Abstract
Acute necrotising ulcerative gingivitis is an acute onset disease characterised by ulceration, necrosis, pain and bleeding in gingival surfaces. It is predominantly seen in severely malnourished children and young adults with advanced HIV infection. We present a unique presentation in a young adult with high-grade osteogenic sarcoma.
Background
Acute necrotising ulcerative gingivitis (ANUG) is a type of periodontal disease, characterised by a painful ulceration of gingival surfaces, that may result in progressive destruction of the gingivae and, if left untreated, can eventually lead to cancrum oris, a severe form with gangrenous orofacial lesions.1 Also known as ‘trench mouth’, ANUG was classically seen in epidemic proportions in the military population during World War I, presumably due to multiple risk factors including malnutrition, poor oral hygiene and intense psychological stress.1 It has appeared at much lower rates in the general population, since then. Much of the literature on civilian populations has focused on patients with HIV and severely malnourished children in developing countries. Few cases of ANUG in oncology patients have been reported, and no cases have been reported in patients with bone tumours or sarcoma. We present what we believe to be the first report of ANUG in a young adult with high-grade osteogenic sarcoma undergoing chemotherapy.
Case presentation
A 24-year-old man, 5 months into intensive chemotherapy for localised high-grade osteogenic sarcoma of the tibia, with 2 days of fever and mouth pain, presented to our hospital. His initial chemotherapy regimen consisted of the standard 12 weeks of cisplatin, doxorubicin and high-dose methotrexate, followed by surgical resection of the tumour. Based on the poor histological response to therapy, the patient received experimental therapy with the addition of ifosfamide and etoposide while on the Children's Oncology Group protocol AOST0331.2 His last chemotherapy began 14 days prior to admission, with standard dose ifosfamide and etoposide (week 16 of the protocol). He received granulocyte colony-stimulating factor prophylaxis following this and all previous myelosuppressive cycles of chemotherapy.
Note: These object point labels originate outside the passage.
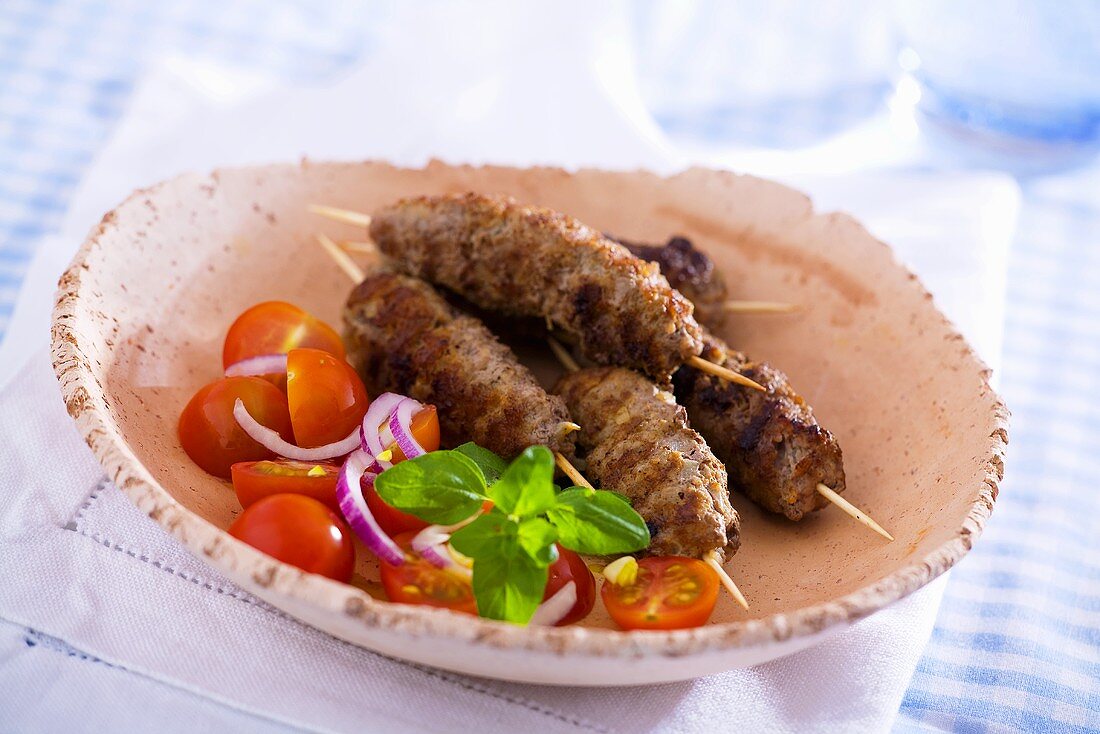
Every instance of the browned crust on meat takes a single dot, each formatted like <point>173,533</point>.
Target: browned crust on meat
<point>691,272</point>
<point>404,338</point>
<point>638,442</point>
<point>529,261</point>
<point>773,448</point>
Two days prior to admission, the patient developed rapid onset gingival pain accompanied by progressive black discolouration on the anterior and posterior lower gingiva with subsequent spread to the upper gingiva. These friable lesions bled with tooth brushing. The patient also reported subjective fevers, malaise, chills and pain on mastication. He had no other significant medical history or known allergies. He denied cigarette smoking, illicit drugs, unsafe sex practices or narcotic use. He reported occasional, non-binge alcohol use at a frequency of less than once per week. He had not received any dental care in 4 years; the patient also reported that he had not brushed his teeth for several days prior to onset of infection.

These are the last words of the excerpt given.